Die vorliegende Arbeit des jungen Historikers Hans Otto Seitschek, die als Münchener Dissertation von Hans Maler betreut wurde, gehört in diesen Umkreis neuer Forschungen und Darstellungen zum Thema "Totalitarismus und Politische Religionen", die von einer jungen Historikergeneration (Markus Huttner, Volker Kronenberg und anderen) fortgeführt werden. Der Autor skizziert zunächst das Leben des wissenschaftlich anregenden, 1980 im 64. Lebensjahr verstorbenen Jacob Talmon, um sodann dessen fruchtbares Konzept des Politischen Messianismus in die Geschichte des Verhältnisses und der Unterscheidung zwischen Religion und Politik seit der christlichen Wende in Europa einzuordnen bis hin zum christlichen Widerstand gegen die totalitären Ideologien und Systeme im vorigen Jahrhundert. Abschließend bewertet der Autor Talmons Werk als philosophische Geschichtsschreibung in ihrer zeitgeschichtlichen Nähe etwa zu Hannah Arendt, Raymond Aron bis hin zu Heidegger, Jaspers oder Ceslaw Milosz.

Ausgehend von der messianischen Religiosität im Judentum und Christentum und auch im schiitischen Zweig des Islam mit ihrem Warten und Hoffen auf den Rettung und Erlösung bringenden Messias, hat Talmon sich schon früh mit den eigentümlichen häretischen Sekten in Europa vom 15. bis zum 17. Jahrhundert befaßt, den radikalen Hussiten, den Wiedertäufern in Münster und den radikalen Puritanern der Cromwell-Zeit, um dann die Wurzeln der totalitären Demokratie und des Politischen Messianismus in der Philosophie des 18. Jahrhunderts und in der Französischen Revolution aufzusuchen, in der betont säkularistischen Aufklärung und ihrem ordre naturel, in Rousseaus Zivilreligion, die sich dann in der Jakobinerdiktatur 1793/94 als leidenschaftlicher Glaube und totale Entäußerung an das Kollektiv des allgemeinen Willens manifestierte.

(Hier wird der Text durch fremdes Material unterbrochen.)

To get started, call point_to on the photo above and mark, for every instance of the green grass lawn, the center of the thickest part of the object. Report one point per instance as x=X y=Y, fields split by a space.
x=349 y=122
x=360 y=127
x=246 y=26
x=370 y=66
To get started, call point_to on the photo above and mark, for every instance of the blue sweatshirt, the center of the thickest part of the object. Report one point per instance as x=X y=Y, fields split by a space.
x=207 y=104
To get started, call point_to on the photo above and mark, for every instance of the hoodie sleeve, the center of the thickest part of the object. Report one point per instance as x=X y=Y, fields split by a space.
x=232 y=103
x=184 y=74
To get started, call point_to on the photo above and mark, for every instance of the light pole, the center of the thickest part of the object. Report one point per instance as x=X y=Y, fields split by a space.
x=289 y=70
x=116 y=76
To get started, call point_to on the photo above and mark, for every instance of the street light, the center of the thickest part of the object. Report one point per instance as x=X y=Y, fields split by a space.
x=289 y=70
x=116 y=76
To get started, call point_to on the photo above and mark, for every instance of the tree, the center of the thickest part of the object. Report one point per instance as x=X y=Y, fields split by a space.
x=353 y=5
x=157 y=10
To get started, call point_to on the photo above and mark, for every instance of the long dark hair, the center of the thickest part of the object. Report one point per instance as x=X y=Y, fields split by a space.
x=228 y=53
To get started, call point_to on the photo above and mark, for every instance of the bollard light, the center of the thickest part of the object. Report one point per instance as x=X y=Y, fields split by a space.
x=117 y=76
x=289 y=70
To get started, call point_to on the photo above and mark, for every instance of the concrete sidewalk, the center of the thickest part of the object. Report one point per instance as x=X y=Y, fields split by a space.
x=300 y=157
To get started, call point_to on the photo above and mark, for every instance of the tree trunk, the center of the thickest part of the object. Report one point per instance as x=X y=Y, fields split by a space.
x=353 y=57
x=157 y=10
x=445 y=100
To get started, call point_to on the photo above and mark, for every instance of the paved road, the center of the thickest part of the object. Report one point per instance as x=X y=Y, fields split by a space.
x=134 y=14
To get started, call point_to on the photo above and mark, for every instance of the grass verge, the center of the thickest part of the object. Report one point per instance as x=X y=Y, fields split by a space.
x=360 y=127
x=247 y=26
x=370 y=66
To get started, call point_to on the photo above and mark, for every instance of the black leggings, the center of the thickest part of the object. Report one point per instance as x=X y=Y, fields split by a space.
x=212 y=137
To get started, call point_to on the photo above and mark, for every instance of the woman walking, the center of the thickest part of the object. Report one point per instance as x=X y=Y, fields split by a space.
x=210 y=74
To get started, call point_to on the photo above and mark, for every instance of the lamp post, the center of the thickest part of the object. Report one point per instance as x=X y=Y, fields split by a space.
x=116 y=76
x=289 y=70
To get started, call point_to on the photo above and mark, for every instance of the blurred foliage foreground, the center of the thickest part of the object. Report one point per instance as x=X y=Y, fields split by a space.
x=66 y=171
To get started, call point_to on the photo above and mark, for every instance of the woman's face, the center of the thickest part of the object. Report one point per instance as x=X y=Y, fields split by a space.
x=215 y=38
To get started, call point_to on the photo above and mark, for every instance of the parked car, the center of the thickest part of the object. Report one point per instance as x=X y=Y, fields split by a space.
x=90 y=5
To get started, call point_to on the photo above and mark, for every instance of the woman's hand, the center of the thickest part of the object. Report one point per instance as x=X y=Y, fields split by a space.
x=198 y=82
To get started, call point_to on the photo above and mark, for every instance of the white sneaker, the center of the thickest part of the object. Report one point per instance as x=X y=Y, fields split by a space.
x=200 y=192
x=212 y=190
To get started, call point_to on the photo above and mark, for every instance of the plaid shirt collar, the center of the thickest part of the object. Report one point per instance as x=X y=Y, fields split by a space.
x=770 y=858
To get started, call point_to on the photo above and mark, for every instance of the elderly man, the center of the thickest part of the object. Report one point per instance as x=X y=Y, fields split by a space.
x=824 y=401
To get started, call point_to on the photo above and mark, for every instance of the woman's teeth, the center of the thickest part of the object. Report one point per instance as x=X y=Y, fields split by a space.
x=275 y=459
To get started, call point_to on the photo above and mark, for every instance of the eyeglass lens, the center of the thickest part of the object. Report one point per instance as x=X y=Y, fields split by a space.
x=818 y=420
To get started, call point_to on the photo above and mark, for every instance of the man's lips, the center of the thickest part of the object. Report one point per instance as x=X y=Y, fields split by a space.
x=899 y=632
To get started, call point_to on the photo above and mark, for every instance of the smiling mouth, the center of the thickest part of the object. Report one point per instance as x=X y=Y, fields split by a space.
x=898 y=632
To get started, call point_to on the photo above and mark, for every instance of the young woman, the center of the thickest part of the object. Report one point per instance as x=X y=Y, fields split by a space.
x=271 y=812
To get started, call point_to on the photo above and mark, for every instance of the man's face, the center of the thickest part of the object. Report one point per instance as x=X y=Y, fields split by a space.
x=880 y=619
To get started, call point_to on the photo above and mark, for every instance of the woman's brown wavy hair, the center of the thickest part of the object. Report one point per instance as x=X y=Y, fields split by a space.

Nach dieser Frühphase der totalitären Demokratie entfalteten sich seit der ersten Hälfte des 19. Jahrhunderts denn die beiden mächtigen Bewegungen des messianischen Nationalismus und eines sozialistischen Messianismus, der seinen Höhepunkt im messianischen Kommunismus des Karl Marx fand. Beide Ströme prallten schließlich im "Bürgerkrieg" des 20. Jahrhunderts (Ernst Nolte) mit der liberalen Demokratie zusammen; beiden ging es um die "Revolutionierung der Gesellschaft als Ganzes", um das Glück eines "neuen Menschen" in einer neuen Gesellschaft. "Der Bezugspunkt des modernen Messianismus ist die Vernunft und der Wille des Menschen. Sein Ziel, das Glück auf Erden, ist durch soziale Umformung zu erreichen. Der Bezugspunkt ist weltlich, die Forderungen aber sind absolut." (Talmon)

Talmon gehörte mit diesem eigenständigen ideengeschichtlichen Ansatz in die Reihe jener Autoren, die wie etwa Eric Voegelin die politischen Ideologien der totalitären Diktaturen in ihren Analogien und zugleich ihrem fundamentalen Gegensatz zu den authentischen Erlösungsreligionen als "säkulare Religionen" beschreiben mit ihrer eigentümlichen Sakralisierung der politischen Sphäre, die ihnen in der Wurzel und Transzendenzlosigkeit der industriellen Massengesellschaft des 20. Jahrhunderts eine nachhaltige Durchschlagskraft verlieh. Talmons Ausgangsfrage war, was die "revolutionären Heilskonzepte" eines Lenin und Hitler dazu bringen konnte, sich zu totalitären Diktaturen und Terrorregimen zu entwickeln, und seine Antwort darauf war eindeutig: Die Ursache ist in der Hybris des Bauens auf die Vernunft und den Willen des Menschen zu suchen, in seiner hybriden Entschlossenheit, absolute Forderungen in dieser Welt durchsetzen zu wollen und dabei die Fehlbarkeit und Schwächen des Menschen zu leugnen.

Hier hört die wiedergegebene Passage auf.